经过三年的培训,十名智残学生终于获得了就业机会——我也上班了
第9版(经济周刊)专栏:
经过三年的培训,十名智残学生终于获得了就业机会——
我也上班了
本报记者 白天亮
到8月9日,刘治在北京“京京肉食厂”工作满一个月,所在辅助车间的主任夸他“干活很熟练”。
得到这句肯定不容易,因为21岁的刘治是一个智残青年。
坐在加工香肠肠衣的机器前,刘治比照着标尺,认认真真地把一整根肠衣截成约32厘米的单根。他做得很起劲,不一会儿,截好的肠衣就堆满了操作台。
记者问他:“觉得难不难?”
“不难,比这复杂的我也能干。”
“上班好不好?”
“好。我在这儿上班,把我妈高兴坏了。”
孩子能够就业,对于刘治的母亲来讲,绝对是意外之喜。
刘治在培智学校读过9年书。他会写自己的名字,会做“1+1=2”,可他不会买东西,找不到自己的家,缺少许多基本生活技能。18岁,母亲把他送到北京智光特殊教育培训学校,这是一所侧重技能培训的学校。在这里,他学了不少新本领,比如怎么花钱,怎么坐车、缝衣服、织毛线。但他的智商仍然低于正常水平。过去,许多智残的孩子从学校里出来,就只有回到家中由家人照顾。刘治是不是也只有这个选择呢?
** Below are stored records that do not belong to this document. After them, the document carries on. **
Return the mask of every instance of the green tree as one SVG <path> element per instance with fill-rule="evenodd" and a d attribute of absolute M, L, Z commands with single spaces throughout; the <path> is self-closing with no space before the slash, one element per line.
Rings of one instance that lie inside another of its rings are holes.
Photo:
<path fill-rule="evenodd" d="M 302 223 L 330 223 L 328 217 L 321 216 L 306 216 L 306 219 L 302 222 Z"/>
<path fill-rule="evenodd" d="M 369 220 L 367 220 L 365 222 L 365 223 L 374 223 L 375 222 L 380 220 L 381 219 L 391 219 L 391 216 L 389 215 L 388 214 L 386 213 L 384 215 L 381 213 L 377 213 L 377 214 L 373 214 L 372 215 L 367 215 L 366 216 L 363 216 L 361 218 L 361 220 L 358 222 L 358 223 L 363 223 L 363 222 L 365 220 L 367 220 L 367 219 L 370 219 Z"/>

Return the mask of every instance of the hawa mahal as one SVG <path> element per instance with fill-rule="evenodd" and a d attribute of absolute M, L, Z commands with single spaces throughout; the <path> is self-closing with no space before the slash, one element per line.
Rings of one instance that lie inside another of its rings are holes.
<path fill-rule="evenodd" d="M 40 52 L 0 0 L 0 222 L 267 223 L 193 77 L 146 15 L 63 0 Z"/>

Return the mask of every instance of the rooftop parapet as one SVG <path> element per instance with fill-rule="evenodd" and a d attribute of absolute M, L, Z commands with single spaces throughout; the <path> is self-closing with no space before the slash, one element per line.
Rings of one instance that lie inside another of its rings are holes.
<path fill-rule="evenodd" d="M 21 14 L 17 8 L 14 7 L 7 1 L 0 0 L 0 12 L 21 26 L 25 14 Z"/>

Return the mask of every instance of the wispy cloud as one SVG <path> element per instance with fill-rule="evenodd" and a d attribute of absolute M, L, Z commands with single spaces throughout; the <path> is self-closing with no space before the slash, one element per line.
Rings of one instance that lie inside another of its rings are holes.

母亲急,老师也急。王丽娟,智光学校的校长,从学生入学时起就在发愁他们的就业问题。如今就业形势严峻,会有用人单位肯接收她这批智残的学生吗?王丽娟四处奔走,终于在京京肉食厂为学生们谋得一份工作。7月9日,刘治穿上雪白的工作服,幸运地成为京京肉食厂一名正式职工。
与他同样幸运的,还有他的9名同学:李晓蕾、郄逸民、张明……
上班1个月,他们很快就要领到工资了。每到工作间隙,他们都会聊起这件事,掩不住兴奋之情。
“我能有440元的工资,我想给我妈买点好吃的。”张迪小声告诉记者。
“我要给我爸买瓶二锅头。我花20块钱买酒,回头我爸肯定会送我200块。”刘军的话把同学们都逗乐了。
“我姥姥从前最疼我。我要买一束花,送到姥姥的墓地上。”第一个月的工资怎么用,刘治早就想好了。
看到他们一言一语聊得这么开心,陈广源,京京肉食厂的副厂长,也由衷地高兴。“我们厂是个福利企业,有接收一定比例残疾人的义务。王校长来推荐她的学生时,我们已经完成了国家规定的任务,可以招聘正常的员工,毕竟福利企业也参与市场竞争,也要考虑成本这些问题,而过去招的残疾人大多就是扫扫地。可到学校一看,这些孩子们经过训练,能踩缝纫机、能编结,完全可以做生产性的工作,就决定用他们,给这些孩子一个机会,也算是给社会减轻一点负担吧。”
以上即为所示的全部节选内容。